I could literally quote the whole thing. Instead, I’ll leave you with these three (lengthy) quotes and encourage you to read the article in its entirety. And you totally should. It’s worth the read.
Quotes Below:
“On paper, the Dead Boy Detectives has all the ingredients to succeed. Its cast is charming; its vibes are fun and accessible. It features a genuine connection to an established and successful genre property, but not one so deep that new viewers would find themselves overwhelmed by lore. Perhaps most importantly, it has so, so much heart.”
“The pieces were in place for the series to run multiple seasons with rich character dynamics between the core quartet and a template that allowed for all sorts of adventures for the living and the dead. If this had been a show introduced during the heyday of The CW, it probably would have run for the better part of a decade. Alas, that's almost never a possibility in today's streaming landscape. Even the most successful series tend to come with a built-in expiration date. (Five years, max.)
Netflix has something of a history when it comes to cutting promising genre shows off at the knees. In recent years it has unceremoniously dumped all sorts of series, from fantasy (Shadow and Bone, Warrior Nun), and supernatural (Lockwood and Co., First Kill, The Midnight Club) to sci-fi (The OA, 1899). Dead Boy Detectives is certainly joining a good company. But the fact that its main characters were part of the same universe as The Sandman makes the show's cancellation even more galling. What streamer doesn't want a franchise to call its own?

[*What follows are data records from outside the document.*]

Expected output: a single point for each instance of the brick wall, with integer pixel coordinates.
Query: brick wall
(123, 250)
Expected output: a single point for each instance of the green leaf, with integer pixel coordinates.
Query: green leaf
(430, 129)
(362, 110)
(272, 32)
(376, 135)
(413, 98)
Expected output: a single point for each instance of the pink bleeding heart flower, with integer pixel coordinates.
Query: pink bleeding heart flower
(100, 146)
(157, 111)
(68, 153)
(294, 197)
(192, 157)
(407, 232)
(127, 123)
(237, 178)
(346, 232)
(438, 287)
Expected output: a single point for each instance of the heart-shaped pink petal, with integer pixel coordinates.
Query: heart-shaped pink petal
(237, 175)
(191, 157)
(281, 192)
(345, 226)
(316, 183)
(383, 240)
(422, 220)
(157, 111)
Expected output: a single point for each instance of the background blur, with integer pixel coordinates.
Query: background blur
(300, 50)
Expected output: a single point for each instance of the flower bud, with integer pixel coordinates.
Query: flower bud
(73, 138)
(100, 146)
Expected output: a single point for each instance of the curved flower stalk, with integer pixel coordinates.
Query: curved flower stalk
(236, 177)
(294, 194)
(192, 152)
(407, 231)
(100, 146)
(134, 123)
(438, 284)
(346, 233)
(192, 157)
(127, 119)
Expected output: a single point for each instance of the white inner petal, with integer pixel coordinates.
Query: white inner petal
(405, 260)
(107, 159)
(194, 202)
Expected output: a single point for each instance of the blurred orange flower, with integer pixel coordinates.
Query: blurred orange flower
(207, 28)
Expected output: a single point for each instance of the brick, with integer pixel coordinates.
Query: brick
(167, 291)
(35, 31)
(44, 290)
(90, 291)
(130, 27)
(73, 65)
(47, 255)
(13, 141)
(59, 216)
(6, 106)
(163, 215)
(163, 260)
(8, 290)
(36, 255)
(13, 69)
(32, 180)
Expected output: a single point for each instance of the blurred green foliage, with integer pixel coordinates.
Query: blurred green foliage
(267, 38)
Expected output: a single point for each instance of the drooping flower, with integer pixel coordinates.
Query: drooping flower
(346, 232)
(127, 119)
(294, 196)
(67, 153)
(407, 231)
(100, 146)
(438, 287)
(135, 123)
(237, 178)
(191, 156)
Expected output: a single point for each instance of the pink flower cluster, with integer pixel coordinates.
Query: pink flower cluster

The Sandman is still one of the most popular comic series ever, and Netflix is currently gearing up to drop the second season of its successful TV adaptation.”
“That Dead Boy Detectives wasn't given more time to build an audience — or a bigger promotional budget to let viewers know of its existence — feels particularly criminal because Sandman's second season would have almost certainly given the drama a needed awareness boost.”